Xavier Melbourne Marshall (born 27 March 1986) is a Jamaican-American cricketer. He played for the West Indies as a batsman. Since January 2019, he has represented the United States cricket team.

==International career==
Marshall represented the West Indies at the 2006 U-19 Cricket World Cup in Sri Lanka. His 106 from 133 balls helped the West Indies defeat South Africa by 34 runs and progress to the semi-finals of the competition. He played 11 youth One Day Internationals (ODI), scoring 554 runs at an average of 50.36, with a best score of 106.

On 14 January 2005, Marshall made his ODI debut. Batting at number four, he scored five runs from 10 balls against Australia. He was also in the West Indies' ODI squad for the five-match series against South Africa.

On 22 August 2008, Marshall broke the record for most sixes scored in an ODI, previously shared by Sanath Jayasuria and Shahid Afridi.
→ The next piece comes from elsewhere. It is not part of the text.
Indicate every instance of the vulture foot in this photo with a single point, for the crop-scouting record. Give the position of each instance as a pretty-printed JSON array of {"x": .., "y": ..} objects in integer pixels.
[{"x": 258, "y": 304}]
He hit 12 sixes in a score of 157* from 118 balls against Canada as the West Indies won the match by 49 runs. This record stood until 11 April 2011, when Shane Watson hit 15 sixes against Bangladesh.

==Failed drug test==
In September 2008, Marshall was training for the Stanford Super Series and was forced to withdraw from the team when it became public that he had tested positive in a pre-Series drug test. The West Indies Cricket Board did not announce what substance Marshall had tested positive, but they later announced that they would not be taking action against Marshall, because he was not participating in a West Indies uniform at the time.

==Move to the United States==
In January 2018, he was named in the United States squad for the 2017–18 Regional Super50 tournament in the West Indies.

In February 2019, he was named in the United States' Twenty20 International (T20I) squad for their series against the United Arab Emirates. The matches were the first T20I fixtures to be played by the United States cricket team. He made his T20I debut for the United States against the United Arab Emirates on 15 March 2019. As a result, he became the seventh cricketer to represent two international teams in T20Is.

In April 2019, he was named in the United States cricket team's squad for the 2019 ICC World Cricket League Division Two tournament in Namibia. On 24 April 2019, in the match against Hong Kong, Marshall scored his first century for the United States. The United States finished in the top four places in the tournament, therefore gaining One Day International (ODI) status. Marshall made his ODI debut for the United States on 27 April 2019, against Papua New Guinea, in the tournament's third-place playoff and became the 11th cricketer to represent two international teams in ODIs. He was the leading run-scorer for the United States in the tournament, with 182 runs in six matches.

In June 2019, he was named in a 30-man training squad for the United States cricket team, ahead of the Regional Finals of the 2018–19 ICC T20 World Cup Americas Qualifier tournament in Bermuda. The following month, he was one of five players to sign a 12-month central contract with USA Cricket. In August 2019, he was named in the United States' squad for the Regional Finals of the 2018–19 ICC T20 World Cup Americas Qualifier tournament.

In November 2019, he was named in the United States' squad for the 2019–20 Regional Super50 tournament. In June 2021, he was selected to take part in the Minor League Cricket tournament in the United States following the players' draft.

In October 2021, he was named in the American squad for the 2021 ICC Men's T20 World Cup Americas Qualifier tournament in Antigua.

==Awards==
Xavier Marshall was named the West Indian Youth Cricketer of the Year in June 2005.